(Agence Ecofin) - Le désintérêt des USA pendant la période Trump et les stratégies défaillantes de l’Europe à l’égard de l’Afrique ont ouvert un boulevard à la Russie qui pourtant investit peu sur le continent et profite d’une balance commerciale très en sa faveur.
Selon le Centre for Democracy and Development (CDD) d’Abuja, les Etats-Unis et l’Europe sont en partie responsables de l’augmentation de l’influence russe sur le continent africain. C’est ce que suggère le think tank nigerian dans son rapport « Russian Influence in West Africa » publié en juillet 2022.
« L'approche non interventionniste des États-Unis à l'égard du continent africain sous l'administration Trump, qui se poursuit sous Joe Biden, et le maintien d’une stratégie d'influence européenne défaillante ont permis à la Russie de s’affirmer », explique le rapport.
Selon l’étude, après le sommet de Sotchi, en octobre 2019, la Russie a identifié deux domaines qui bénéficieraient à sa coopération avec l’Afrique : l’économie et le support militaire.
« L’Occident était de plus en plus réticent à vendre des armes aux Etats ouest-africains en raison des inquiétudes quant à la façon dont les armes pourraient être utilisées pour violer les droits de l'homme [...] Pendant ce temps, l’accès aux armes était un problème pour les forces de sécurité du Nigeria et dans la région du Liptako-Gourma qui jouxte le Burkina Faso, le Mali et le Niger », explique le rapport.

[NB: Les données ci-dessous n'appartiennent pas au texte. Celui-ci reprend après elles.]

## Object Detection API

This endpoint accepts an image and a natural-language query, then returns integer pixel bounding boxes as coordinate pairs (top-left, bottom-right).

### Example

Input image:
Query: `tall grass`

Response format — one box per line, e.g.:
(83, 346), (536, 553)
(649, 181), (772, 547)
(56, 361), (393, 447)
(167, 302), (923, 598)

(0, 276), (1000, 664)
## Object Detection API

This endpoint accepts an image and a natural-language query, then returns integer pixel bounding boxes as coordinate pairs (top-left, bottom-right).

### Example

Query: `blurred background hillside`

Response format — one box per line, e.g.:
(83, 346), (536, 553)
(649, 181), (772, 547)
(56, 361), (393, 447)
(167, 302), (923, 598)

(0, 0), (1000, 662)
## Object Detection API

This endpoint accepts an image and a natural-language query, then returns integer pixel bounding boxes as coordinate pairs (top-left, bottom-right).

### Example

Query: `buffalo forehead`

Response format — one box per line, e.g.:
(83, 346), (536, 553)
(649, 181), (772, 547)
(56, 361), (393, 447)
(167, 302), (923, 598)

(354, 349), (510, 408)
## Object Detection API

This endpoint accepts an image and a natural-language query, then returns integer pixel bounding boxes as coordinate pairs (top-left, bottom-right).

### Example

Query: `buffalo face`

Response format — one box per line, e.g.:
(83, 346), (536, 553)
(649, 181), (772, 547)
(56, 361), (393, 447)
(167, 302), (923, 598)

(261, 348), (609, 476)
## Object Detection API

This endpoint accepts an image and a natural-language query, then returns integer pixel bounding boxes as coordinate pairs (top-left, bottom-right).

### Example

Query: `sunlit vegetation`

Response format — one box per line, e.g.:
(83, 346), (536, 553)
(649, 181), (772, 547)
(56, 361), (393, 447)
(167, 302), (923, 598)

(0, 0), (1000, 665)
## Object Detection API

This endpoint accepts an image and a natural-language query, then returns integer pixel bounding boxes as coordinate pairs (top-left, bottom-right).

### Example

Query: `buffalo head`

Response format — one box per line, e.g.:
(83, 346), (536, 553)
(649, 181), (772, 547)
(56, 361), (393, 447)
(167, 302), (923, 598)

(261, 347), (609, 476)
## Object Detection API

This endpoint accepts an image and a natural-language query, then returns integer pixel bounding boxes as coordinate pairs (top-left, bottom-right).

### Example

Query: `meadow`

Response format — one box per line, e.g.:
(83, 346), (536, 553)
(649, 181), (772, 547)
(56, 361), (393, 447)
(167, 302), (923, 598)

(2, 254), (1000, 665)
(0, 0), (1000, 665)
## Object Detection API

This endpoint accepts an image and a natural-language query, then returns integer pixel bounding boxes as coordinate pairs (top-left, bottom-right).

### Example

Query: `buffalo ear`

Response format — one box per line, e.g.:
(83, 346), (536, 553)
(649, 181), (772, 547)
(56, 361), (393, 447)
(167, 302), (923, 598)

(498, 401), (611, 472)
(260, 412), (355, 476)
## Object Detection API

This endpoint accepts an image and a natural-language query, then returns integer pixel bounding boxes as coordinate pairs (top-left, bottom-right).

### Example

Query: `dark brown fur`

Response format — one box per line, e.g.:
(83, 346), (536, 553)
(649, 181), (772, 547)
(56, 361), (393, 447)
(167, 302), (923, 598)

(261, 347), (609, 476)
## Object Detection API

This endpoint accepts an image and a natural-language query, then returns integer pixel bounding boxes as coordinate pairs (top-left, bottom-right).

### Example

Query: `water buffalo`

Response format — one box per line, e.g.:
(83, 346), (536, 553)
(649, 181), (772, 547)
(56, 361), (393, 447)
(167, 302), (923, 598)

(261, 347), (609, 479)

Selon les données du centre Stockholm International Peace Research, « 13 % des armes russes sont vendues à des pays africains ». De nombreux contrats de collaboration ont été signés pendant le sommet de Sotchi pour fournir des armes à certains pays dans la lutte contre le terrorisme. Du côté économique, « les échanges commerciaux de la Russie et ses entreprises s’élèvent à 20 milliards $ par an selon Afreximbank. Le montant représente environ un dixième de la valeur des échanges commerciaux de la Chine avec l’Afrique », selon le rapport du CDD.
Conscients du boulevard laissé à la Russie sur certains axes de collaboration avec l’Afrique, les Etats-Unis essaient de se rapprocher davantage du continent. La sous-secrétaire d’État américaine Victoria Nuland a effectué, fin octobre, une visite au Sahel. Elle a rencontré le chef de la transition malienne Assimi Goïta et, celui du Burkina Faso, Ibrahim Traoré. Quelques jours avant, Anne Witkowsky, secrétaire d’État adjointe en charge des conflits et des opérations de stabilisation, a effectué une visite en Afrique de l’Ouest pour évoquer la stratégie des pays africains dans leur lutte contre le terrorisme.
Pendant ce temps, les puissances européennes présentes en Afrique ne savent pas encore comment contrer l’influence russe. La question a récemment fait l’objet d’un débat au sein du parlement allemand.